Book Excerpt: 'Stories From Candyland'

Read an excerpt from Candy Spelling's new book, "Stories From Candyland."

ByABC News
January 19, 2009, 1:05 PM

March 30, 2009— -- Candy Spelling is the matriarch of one of Hollywood's most prolific families and, now, has a few stories of her own to tell. This excerpt from "Stories From Candyland" was provided by the publisher to ABC News.

Watch Elizabeth Vargas' interview with Candy Spelling Friday on "20/20" at 10 p.m. ET

When I first heard the Fifth Dimension singing Jimmy Webb's "Up, Up, and Away" in 1967, I was in love with a man who refused to fly.

But I knew I could change him.

After all, I loved to travel and to fly, and I planned for us to travel all over the world and share once-in-a-lifetime experiences with each other.

Aaron Spelling traced his fear of flying to his service in the Air Force during World War II. He was yanked from a flight two minutes before it took off because he was sick with the flu. That flight crashed, and everyone on board was killed. Since he was expected to be on the plane, the military notified his family that he had been killed. When he arrived home later that day, his mother saw him and fainted -- and when she regained consciousness, she made him promise never to fly again.

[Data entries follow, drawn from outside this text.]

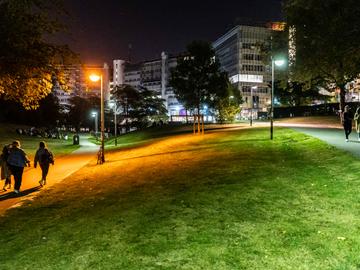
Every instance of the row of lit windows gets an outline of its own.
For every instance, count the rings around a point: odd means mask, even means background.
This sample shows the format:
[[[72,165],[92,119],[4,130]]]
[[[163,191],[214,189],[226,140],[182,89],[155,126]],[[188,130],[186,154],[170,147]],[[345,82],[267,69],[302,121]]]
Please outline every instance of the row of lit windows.
[[[259,54],[243,54],[243,60],[256,60],[261,61],[262,57]]]
[[[258,66],[258,65],[242,65],[243,71],[257,71],[257,72],[264,72],[265,68],[264,66]]]
[[[243,86],[242,92],[243,93],[251,93],[251,86]],[[253,93],[267,94],[268,92],[269,92],[269,90],[266,87],[258,87],[256,89],[253,89]]]

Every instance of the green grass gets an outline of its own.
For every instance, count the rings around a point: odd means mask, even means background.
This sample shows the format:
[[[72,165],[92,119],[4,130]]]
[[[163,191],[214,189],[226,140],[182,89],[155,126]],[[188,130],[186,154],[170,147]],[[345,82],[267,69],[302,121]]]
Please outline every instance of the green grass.
[[[18,126],[11,124],[0,124],[1,150],[3,146],[10,144],[14,140],[20,141],[21,148],[23,148],[27,155],[31,158],[35,155],[36,149],[39,147],[40,141],[45,141],[49,149],[57,157],[69,154],[79,148],[78,145],[72,145],[71,139],[65,141],[59,139],[48,139],[19,135],[15,131],[17,127]]]
[[[1,269],[360,268],[359,161],[317,139],[227,131],[108,159],[0,220]]]
[[[216,130],[224,127],[239,126],[240,124],[207,124],[205,130]],[[150,127],[140,131],[133,131],[117,137],[117,146],[115,146],[115,138],[105,140],[105,148],[108,150],[120,150],[132,147],[139,147],[151,144],[159,139],[174,135],[191,134],[193,132],[192,125],[169,125],[163,127]],[[100,145],[100,138],[89,137],[89,141]]]
[[[291,117],[276,119],[276,122],[286,122],[294,124],[315,124],[315,125],[337,125],[341,126],[338,116],[308,116],[308,117]]]

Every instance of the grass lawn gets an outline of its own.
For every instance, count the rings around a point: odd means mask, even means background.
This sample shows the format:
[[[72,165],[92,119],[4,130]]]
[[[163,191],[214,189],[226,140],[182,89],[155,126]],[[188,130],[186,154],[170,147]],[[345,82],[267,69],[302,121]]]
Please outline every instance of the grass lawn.
[[[275,122],[313,125],[338,125],[339,127],[341,127],[340,118],[338,116],[291,117],[276,119]]]
[[[108,154],[0,219],[0,268],[359,269],[359,161],[268,132]]]
[[[72,139],[65,141],[59,139],[47,139],[47,138],[19,135],[15,131],[17,127],[19,126],[0,123],[1,150],[2,147],[4,147],[7,144],[10,144],[12,141],[19,140],[21,143],[21,148],[24,149],[26,154],[29,157],[31,157],[32,160],[32,157],[35,155],[35,152],[39,147],[39,142],[41,141],[45,141],[51,152],[53,152],[54,155],[57,157],[69,154],[79,148],[78,145],[72,145]]]
[[[246,123],[245,125],[248,125]],[[232,128],[245,126],[244,123],[237,124],[206,124],[205,132],[222,129],[222,128]],[[127,149],[132,147],[139,147],[148,145],[158,141],[159,139],[180,135],[180,134],[190,134],[193,132],[192,125],[165,125],[163,127],[151,127],[145,130],[134,131],[127,134],[123,134],[117,137],[118,145],[115,146],[115,138],[110,138],[105,140],[105,148],[108,150],[119,150],[119,149]],[[95,137],[89,137],[89,141],[94,144],[100,145],[100,138],[96,139]]]

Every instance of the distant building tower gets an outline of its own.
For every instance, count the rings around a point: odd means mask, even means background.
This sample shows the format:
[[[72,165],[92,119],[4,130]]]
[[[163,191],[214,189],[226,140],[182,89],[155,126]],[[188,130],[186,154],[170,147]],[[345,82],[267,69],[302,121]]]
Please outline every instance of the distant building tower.
[[[250,112],[255,117],[266,114],[270,104],[271,64],[263,62],[259,45],[268,40],[271,31],[267,27],[239,25],[213,43],[221,68],[241,92],[241,115],[245,118]]]
[[[113,84],[122,85],[125,80],[125,60],[114,60],[113,61]]]

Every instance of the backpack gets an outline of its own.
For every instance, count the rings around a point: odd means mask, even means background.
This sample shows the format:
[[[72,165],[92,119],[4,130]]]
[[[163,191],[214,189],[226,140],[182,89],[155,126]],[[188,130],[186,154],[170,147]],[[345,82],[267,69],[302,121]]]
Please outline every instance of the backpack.
[[[39,161],[40,163],[54,164],[54,156],[49,150],[44,149],[44,153],[40,155]]]

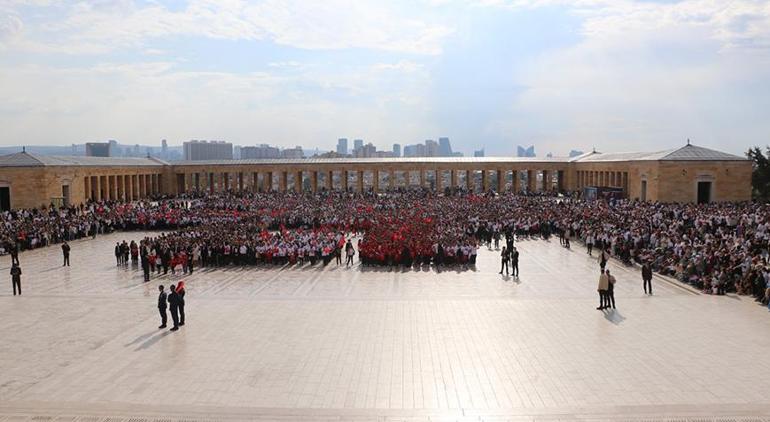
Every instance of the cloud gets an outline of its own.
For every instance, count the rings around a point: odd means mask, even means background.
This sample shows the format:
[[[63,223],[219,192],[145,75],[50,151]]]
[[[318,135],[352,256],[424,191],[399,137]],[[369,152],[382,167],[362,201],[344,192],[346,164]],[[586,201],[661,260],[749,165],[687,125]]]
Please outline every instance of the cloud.
[[[30,42],[70,53],[103,53],[172,36],[269,40],[310,50],[364,48],[435,55],[451,33],[445,26],[404,16],[386,4],[353,0],[191,0],[181,11],[159,4],[83,2],[40,28]]]
[[[2,14],[0,12],[0,47],[9,44],[17,39],[22,30],[24,29],[24,23],[21,18],[7,13]]]

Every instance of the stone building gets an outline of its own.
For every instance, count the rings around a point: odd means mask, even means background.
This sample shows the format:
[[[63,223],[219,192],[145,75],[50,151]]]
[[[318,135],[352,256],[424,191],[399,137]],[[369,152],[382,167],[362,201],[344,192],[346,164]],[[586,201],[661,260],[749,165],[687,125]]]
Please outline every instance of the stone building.
[[[591,152],[573,158],[413,157],[164,162],[153,158],[0,156],[3,209],[88,199],[139,199],[199,190],[584,191],[614,188],[645,201],[751,199],[746,158],[686,145],[653,153]]]

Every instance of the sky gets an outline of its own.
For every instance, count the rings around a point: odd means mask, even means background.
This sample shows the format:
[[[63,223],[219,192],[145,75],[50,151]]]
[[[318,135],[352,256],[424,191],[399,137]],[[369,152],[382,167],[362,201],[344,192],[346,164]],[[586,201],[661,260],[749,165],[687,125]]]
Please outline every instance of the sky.
[[[770,0],[0,0],[0,145],[770,144]]]

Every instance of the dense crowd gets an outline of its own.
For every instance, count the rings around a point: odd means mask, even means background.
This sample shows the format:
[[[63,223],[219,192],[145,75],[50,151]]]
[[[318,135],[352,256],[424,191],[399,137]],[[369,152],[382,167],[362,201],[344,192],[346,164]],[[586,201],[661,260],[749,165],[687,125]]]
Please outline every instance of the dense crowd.
[[[710,293],[736,291],[766,301],[770,283],[770,207],[755,203],[436,196],[423,190],[228,193],[21,210],[1,218],[6,251],[113,230],[162,229],[134,248],[145,250],[156,271],[173,271],[178,265],[171,264],[180,262],[190,269],[341,262],[351,250],[363,265],[466,266],[474,264],[480,245],[555,234],[629,265],[647,263]]]

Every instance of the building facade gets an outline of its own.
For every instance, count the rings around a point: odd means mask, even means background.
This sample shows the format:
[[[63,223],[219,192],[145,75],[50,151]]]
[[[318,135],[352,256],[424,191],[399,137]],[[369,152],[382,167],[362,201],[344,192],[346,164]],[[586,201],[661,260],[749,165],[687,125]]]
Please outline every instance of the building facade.
[[[182,144],[184,159],[199,160],[232,160],[233,144],[224,141],[189,141]]]
[[[654,153],[591,152],[573,158],[312,158],[164,162],[152,158],[0,157],[6,208],[140,199],[223,190],[381,191],[422,186],[498,192],[606,187],[661,202],[751,199],[752,162],[694,145]]]

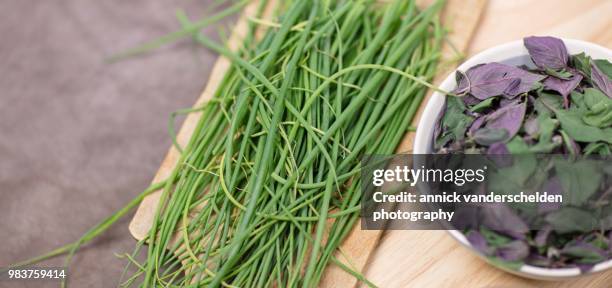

But he was going to marry the girl who grew up watching (and falling in love with) the handsome character who was introduced with the words:

Look! Up in the sky! It's a bird. It's a plane. It's Superman!

I was dreaming of my Superman with whom I could soar to new heights of ecstasy.

A few months before Aaron and I got married, the Drifters hit the music charts with more high-flying lyrics in "Up on the Roof."

Everything pointed to upward. Man was about to go to the moon. Aaron and I would ascend to new heights together, too.

But he never did break his promise to his mother. We never flew anywhere together. We had some spectacular vacations, by car, train, and boat. And I'm not complaining.

It's just that something had gone wrong with my scenario.

The highest we ever went together was our attic, and that's far from romantic.

My attic was a well-kept family secret and a source of much laughter and eye-rolling between Aaron and me. Now that I have put my home on the market and am getting ready to move, I do have to go up, up, and away, and figure out what to do with everything that's up there.

I hadn't given it a lot of thought until one of the Realtors spotted a stairway going up from the second floor and wanted to know where it led.

"To the attic," I mumbled.

"How big is the attic?" the Realtor asked -- innocently, I'm sure. "Mumble, mumble, oh, about seventeen thousand, um square feet."


And then we went up to the attic.

He was speechless. I thought it might be a little overwhelming to a first-timer. I go up there so often that it's just routine for me.

Now it has become a math problem, and math's not my favorite subject.

I have an attic that covers just over 17,000 square feet. I'm moving into a new condominium that will be a total of 17,000 square feet. My current living space is 56,500 square feet.

The arithmetic goes something like this: 17,000 – (56,500+17,000) = much less space -- and my having to get rid of an awful lot of possessions.

My attic is a source of amazement to the few people who had previously seen it. Much of what operates the house, from the heating and air-conditioning units to the mechanical lift that raises and lowers the chandelier in the entry hall, is housed in the attic. (I'm told that the lift was over-engineered so that it could raise and lower something as heavy as a Volkswagen, but I can't imagine why I'd want to hand a VW in my entry hall.)

The attic, like the house, is shaped like a W. Originally, the house was going to be called L'Oiseau ("Bird") but my French pronunciation isn't that good, and we liked "The Manor" more. I never considered the name Tara, although I have a staircase that Scarlett O' Hara would have descended beautifully.

My doll-designing rooms are in the attic, and I store many dolls there that are not on display in my downstairs doll museum. I've got the fabrics from which I made their clothes, and the drawings, color swatches, paper samples for boxes, and everything else an efficient doll designer would need. There are probably some non-necessities, too, but once I'd found stands to hold doll wigs and doll-size hair blowers, how could I resist?